Posted in Market, Investments, IPP, Estate Planning, Andrew Ross, Newsletter

The Liberal government is considering tax changes that will affect business owners who use corporations to augment their retirement plan.

Tax changes tabled by the Liberal government have not been implemented yet, but early reviews of these proposals indicate it would be sensible for professionals and small business owners who use corporate structures to aid in their investment and retirement planning, to consider alternatives in the event these tax changes become reality.

Retirement Planning

If one of the key objectives of your existing investment plan is preparing for retirement, one alternative to your corporate structure strategy is the establishment of on Individual Pension Plan or IPP.

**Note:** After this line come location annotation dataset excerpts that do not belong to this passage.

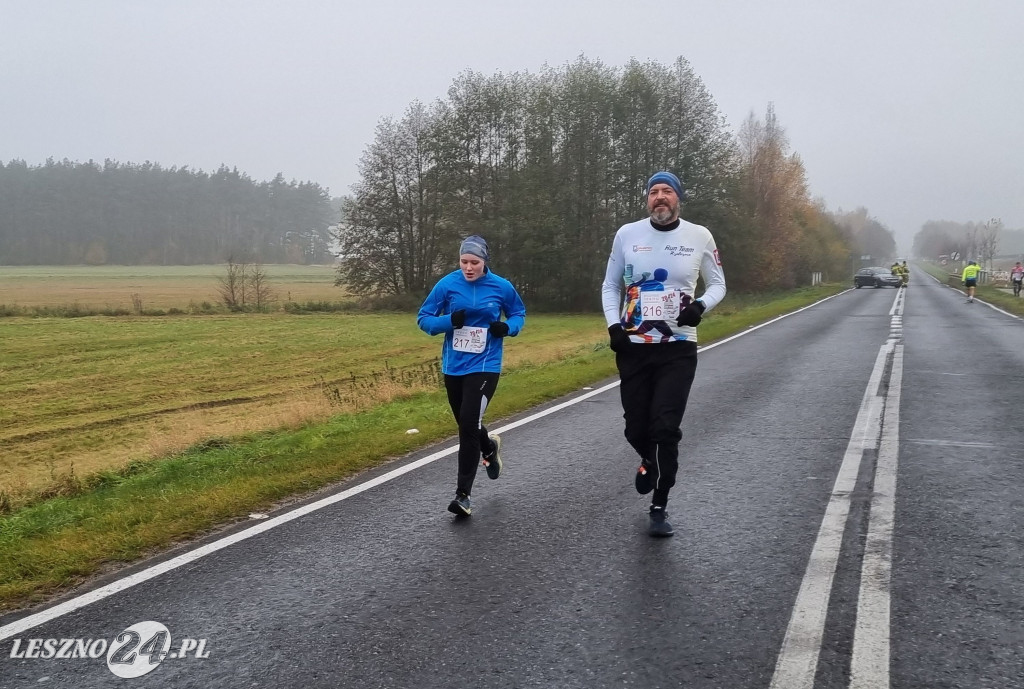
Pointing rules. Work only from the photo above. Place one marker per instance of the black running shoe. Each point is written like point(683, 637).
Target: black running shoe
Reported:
point(646, 477)
point(493, 462)
point(460, 506)
point(659, 525)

An IPP is like and RRSP in that investment returns accrue tax free inside the plan, however, in the case of an IPP, the contribution limits are higher than those for RRSP’s. IPP work best for investors in the 40 - 71 age bracket. In fact, the older the business owner, in most cases, the more contribution room there is available for an IPP over an RRSP.

IPPs are held in the name of the corporation you may have set up, which acts as the plan sponsor. As with an RRSP, when you put the funds into the IPP, the corporation receives a tax deduction and the funds grow inside the plan tax free.

IPPs are Creditor Proof

IPP funds are protected from creditors and the cost of administering them are tax deductible.

Depending on the final wording of the governments proposed tax changes, an Individual Pension Plan may be the ideal alternative to your present, small business corporation tax structure and allow you to continue to maximize your retirement savings during your peak earning years.